"He'd never seen so many dead before."
The lilting words danced up and down his brain,
While corpses jumped and capered in the rain.
No, no; he wouldn't count them any more….
The dead have done with pain:
They've choked; they can't come back to life again.

When Dick was killed last week he looked like that,
Flapping along the fire-step like a fish,
After the blazing crump had knocked him flat….
"How many dead? As many as ever you wish.
Don't count 'em; they're too many.
Who'll buy my nice fresh corpses, two a penny?
"

REMORSE

Lost in the swamp and welter of the pit,
He flounders off the duck-boards; only he knows
Each flash and spouting crash,—each instant lit
When gloom reveals the streaming rain. He goes
Heavily, blindly on.

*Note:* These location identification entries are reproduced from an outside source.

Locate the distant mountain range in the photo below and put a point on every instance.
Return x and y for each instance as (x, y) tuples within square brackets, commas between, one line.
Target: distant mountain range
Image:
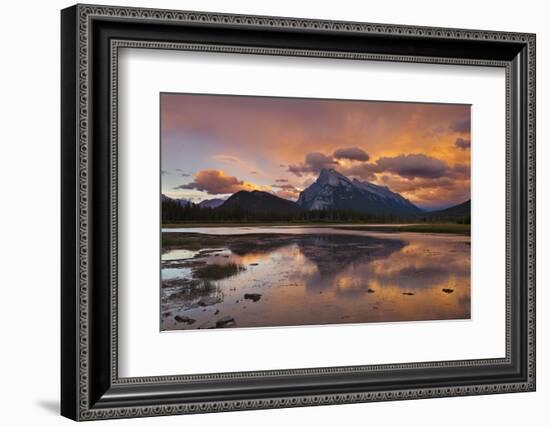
[(209, 204), (331, 191), (259, 201), (212, 204), (460, 210)]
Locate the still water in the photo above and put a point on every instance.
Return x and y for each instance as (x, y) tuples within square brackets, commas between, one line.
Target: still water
[(285, 276)]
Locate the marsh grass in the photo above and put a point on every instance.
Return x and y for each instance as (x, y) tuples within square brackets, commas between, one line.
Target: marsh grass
[(218, 272), (435, 228)]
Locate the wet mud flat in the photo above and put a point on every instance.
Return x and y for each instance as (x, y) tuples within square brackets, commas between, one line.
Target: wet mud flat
[(254, 280)]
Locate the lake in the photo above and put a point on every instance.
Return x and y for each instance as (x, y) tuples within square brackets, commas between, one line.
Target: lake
[(257, 276)]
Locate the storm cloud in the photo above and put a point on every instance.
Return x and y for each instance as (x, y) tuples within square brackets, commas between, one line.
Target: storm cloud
[(313, 163), (462, 125), (354, 153), (412, 166), (216, 182), (462, 143)]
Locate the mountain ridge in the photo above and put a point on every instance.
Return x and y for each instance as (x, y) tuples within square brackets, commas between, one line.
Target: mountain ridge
[(333, 190)]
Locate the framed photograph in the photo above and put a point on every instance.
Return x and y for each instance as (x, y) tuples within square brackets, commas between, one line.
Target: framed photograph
[(263, 212)]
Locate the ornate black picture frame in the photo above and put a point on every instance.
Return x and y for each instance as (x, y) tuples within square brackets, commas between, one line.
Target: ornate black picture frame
[(91, 36)]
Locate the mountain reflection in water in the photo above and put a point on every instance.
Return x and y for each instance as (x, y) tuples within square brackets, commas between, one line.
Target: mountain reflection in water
[(254, 277)]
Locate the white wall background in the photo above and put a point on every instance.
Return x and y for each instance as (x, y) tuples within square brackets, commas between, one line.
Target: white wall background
[(29, 213)]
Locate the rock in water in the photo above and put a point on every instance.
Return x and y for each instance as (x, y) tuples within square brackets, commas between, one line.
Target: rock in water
[(209, 300), (253, 296), (225, 321), (183, 318)]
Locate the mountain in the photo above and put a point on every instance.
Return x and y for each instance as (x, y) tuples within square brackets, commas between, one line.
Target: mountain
[(259, 201), (212, 204), (333, 190), (460, 210)]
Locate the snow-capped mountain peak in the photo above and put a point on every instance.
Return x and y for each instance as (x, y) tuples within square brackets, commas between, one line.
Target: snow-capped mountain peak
[(332, 177), (333, 190)]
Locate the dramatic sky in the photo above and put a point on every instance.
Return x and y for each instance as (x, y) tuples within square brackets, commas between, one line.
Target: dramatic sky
[(213, 146)]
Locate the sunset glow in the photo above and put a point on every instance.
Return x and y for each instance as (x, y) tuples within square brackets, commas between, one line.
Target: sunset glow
[(213, 146)]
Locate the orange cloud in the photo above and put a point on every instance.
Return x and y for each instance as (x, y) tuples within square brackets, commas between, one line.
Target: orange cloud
[(217, 182)]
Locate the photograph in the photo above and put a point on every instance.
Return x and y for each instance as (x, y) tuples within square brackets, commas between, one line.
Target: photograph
[(284, 211)]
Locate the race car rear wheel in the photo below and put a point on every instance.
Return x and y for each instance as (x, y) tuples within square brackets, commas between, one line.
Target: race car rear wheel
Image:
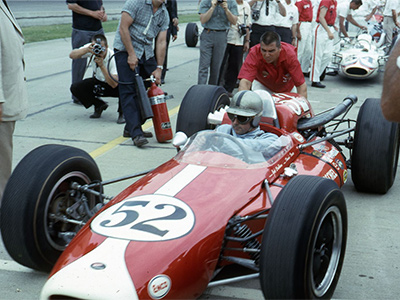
[(191, 34), (375, 150), (198, 102), (304, 240), (38, 202)]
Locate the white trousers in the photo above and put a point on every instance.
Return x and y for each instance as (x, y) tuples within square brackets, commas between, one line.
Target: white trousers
[(304, 46), (322, 52)]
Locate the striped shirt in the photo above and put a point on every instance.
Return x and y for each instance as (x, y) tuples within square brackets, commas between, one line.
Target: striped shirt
[(145, 26)]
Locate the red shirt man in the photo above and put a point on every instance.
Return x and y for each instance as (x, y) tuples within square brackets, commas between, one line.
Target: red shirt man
[(274, 65)]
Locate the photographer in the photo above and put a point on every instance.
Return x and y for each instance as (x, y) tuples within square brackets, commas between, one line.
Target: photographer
[(238, 43), (89, 90), (216, 16)]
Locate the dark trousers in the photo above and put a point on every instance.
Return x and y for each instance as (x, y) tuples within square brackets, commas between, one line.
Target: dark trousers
[(78, 39), (285, 33), (257, 31), (231, 63), (127, 89), (89, 90)]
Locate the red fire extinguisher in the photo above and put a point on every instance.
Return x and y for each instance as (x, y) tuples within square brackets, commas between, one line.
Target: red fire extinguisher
[(161, 122)]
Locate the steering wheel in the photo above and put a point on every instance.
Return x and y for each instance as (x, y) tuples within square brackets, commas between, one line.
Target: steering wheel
[(244, 155)]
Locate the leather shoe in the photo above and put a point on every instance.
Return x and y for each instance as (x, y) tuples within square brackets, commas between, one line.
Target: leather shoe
[(139, 141), (146, 134), (121, 119), (98, 111), (332, 73), (318, 85)]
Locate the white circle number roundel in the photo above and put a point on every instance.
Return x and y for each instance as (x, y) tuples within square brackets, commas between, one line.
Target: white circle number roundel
[(145, 218)]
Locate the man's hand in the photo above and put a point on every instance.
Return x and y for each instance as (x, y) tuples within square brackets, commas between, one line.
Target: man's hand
[(98, 14), (157, 75), (133, 62), (99, 61)]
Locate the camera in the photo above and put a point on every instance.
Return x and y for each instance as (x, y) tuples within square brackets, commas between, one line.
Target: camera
[(242, 29), (98, 90), (255, 15), (98, 48)]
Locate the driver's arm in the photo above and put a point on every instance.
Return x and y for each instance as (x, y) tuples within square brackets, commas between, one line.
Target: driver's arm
[(302, 90)]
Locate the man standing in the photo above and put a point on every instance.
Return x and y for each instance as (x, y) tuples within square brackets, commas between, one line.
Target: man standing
[(265, 19), (13, 98), (304, 35), (323, 40), (172, 8), (87, 16), (344, 13), (390, 18), (104, 81), (216, 16), (140, 23), (272, 66)]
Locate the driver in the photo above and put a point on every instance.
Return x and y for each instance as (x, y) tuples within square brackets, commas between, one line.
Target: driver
[(245, 113)]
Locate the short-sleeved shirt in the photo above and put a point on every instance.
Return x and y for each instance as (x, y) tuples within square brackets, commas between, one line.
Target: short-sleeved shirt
[(218, 20), (330, 16), (305, 10), (389, 6), (280, 78), (144, 28), (97, 73), (83, 22)]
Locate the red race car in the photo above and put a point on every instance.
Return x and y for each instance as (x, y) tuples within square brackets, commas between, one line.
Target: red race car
[(213, 205)]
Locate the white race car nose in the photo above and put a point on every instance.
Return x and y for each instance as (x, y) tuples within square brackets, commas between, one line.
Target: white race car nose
[(100, 274)]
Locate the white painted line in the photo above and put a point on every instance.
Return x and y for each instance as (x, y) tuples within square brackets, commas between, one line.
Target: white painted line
[(10, 265), (232, 292)]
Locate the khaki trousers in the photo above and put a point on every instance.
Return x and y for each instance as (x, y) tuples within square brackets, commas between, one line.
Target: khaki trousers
[(6, 145)]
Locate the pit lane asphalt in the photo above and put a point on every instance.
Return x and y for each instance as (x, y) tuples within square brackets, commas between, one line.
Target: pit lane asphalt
[(372, 262)]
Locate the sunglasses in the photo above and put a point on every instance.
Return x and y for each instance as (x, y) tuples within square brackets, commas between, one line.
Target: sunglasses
[(241, 119)]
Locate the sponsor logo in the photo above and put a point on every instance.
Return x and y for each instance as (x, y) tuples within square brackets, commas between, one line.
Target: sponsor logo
[(331, 174), (159, 286)]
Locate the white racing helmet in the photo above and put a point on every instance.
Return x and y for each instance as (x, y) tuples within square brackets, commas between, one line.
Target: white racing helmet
[(247, 104)]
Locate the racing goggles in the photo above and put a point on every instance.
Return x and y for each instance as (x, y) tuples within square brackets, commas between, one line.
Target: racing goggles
[(241, 119)]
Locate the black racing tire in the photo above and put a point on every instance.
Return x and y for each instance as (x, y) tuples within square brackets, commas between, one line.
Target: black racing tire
[(304, 240), (198, 102), (322, 77), (375, 150), (37, 190), (191, 34)]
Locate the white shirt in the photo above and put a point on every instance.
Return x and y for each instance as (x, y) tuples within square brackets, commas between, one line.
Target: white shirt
[(97, 73), (244, 17), (391, 5), (273, 11)]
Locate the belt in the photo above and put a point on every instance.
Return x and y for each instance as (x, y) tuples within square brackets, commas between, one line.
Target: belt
[(214, 30)]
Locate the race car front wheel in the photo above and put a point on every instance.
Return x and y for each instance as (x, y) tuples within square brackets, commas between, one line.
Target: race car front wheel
[(198, 102), (40, 212), (375, 150), (304, 240)]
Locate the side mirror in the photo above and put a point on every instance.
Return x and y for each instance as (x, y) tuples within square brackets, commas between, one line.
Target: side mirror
[(179, 140)]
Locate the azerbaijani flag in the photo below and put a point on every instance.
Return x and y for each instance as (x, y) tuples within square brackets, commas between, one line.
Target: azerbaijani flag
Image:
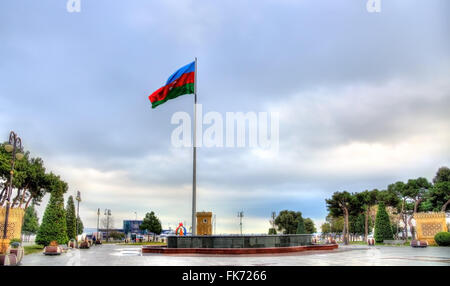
[(179, 83)]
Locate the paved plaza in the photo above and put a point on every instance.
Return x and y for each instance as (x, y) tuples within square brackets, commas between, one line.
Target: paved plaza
[(356, 255)]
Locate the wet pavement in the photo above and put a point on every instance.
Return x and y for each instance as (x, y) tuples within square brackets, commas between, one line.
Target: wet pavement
[(114, 255)]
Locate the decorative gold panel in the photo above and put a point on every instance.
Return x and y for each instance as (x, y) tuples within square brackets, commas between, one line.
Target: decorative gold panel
[(428, 224)]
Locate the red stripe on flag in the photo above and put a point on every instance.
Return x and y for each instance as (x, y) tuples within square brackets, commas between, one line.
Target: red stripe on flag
[(162, 92)]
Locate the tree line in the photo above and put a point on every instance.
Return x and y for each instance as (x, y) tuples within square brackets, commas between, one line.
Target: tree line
[(292, 222), (352, 213), (30, 183)]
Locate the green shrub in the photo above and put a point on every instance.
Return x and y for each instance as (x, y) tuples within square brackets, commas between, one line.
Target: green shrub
[(54, 226), (383, 229), (442, 238), (272, 231)]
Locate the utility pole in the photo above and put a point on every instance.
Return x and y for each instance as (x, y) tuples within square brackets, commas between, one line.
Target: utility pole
[(98, 223), (240, 216), (107, 214), (78, 198), (274, 215)]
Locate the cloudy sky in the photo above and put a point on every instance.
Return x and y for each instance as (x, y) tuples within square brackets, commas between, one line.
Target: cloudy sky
[(363, 98)]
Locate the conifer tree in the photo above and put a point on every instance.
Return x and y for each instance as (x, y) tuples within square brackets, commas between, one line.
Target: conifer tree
[(54, 226), (71, 219), (383, 229)]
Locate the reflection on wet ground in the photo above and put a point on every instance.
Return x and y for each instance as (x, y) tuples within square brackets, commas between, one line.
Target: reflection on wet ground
[(109, 254)]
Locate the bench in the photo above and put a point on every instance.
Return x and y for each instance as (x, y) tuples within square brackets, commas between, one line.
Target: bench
[(393, 242)]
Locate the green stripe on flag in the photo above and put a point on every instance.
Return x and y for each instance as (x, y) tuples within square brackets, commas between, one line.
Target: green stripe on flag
[(175, 92)]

And, while he blunders,
"Could anything be worse than this?"—he wonders,
Remembering how he saw those Germans run,
Screaming for mercy among the stumps of trees:
Green-faced, they dodged and darted: there was one
Livid with terror, clutching at his knees….
Our chaps were sticking 'em like pigs…. "O hell!"
He thought—"there's things in war one dare not tell
Poor father sitting safe at home, who reads
Of dying heroes and their deathless deeds."

IN AN UNDERGROUND DRESSING-STATION

Quietly they set their burden down: he tried
To grin; moaned; moved his head from side to side.

* * * * *

He gripped the stretcher; stiffened; glared; and screamed,
"O put my leg down, doctor, do!" (He'd got
A bullet in his ankle; and he'd been shot
Horribly through the guts.) The surgeon seemed
So kind and gentle, saying, above that crying,
"You must keep still, my lad." But he was dying.

DIED OF WOUNDS

His wet, white face and miserable eyes
Brought nurses to him more than groans and sighs:
But hoarse and low and rapid rose and fell
His troubled voice: he did the business well.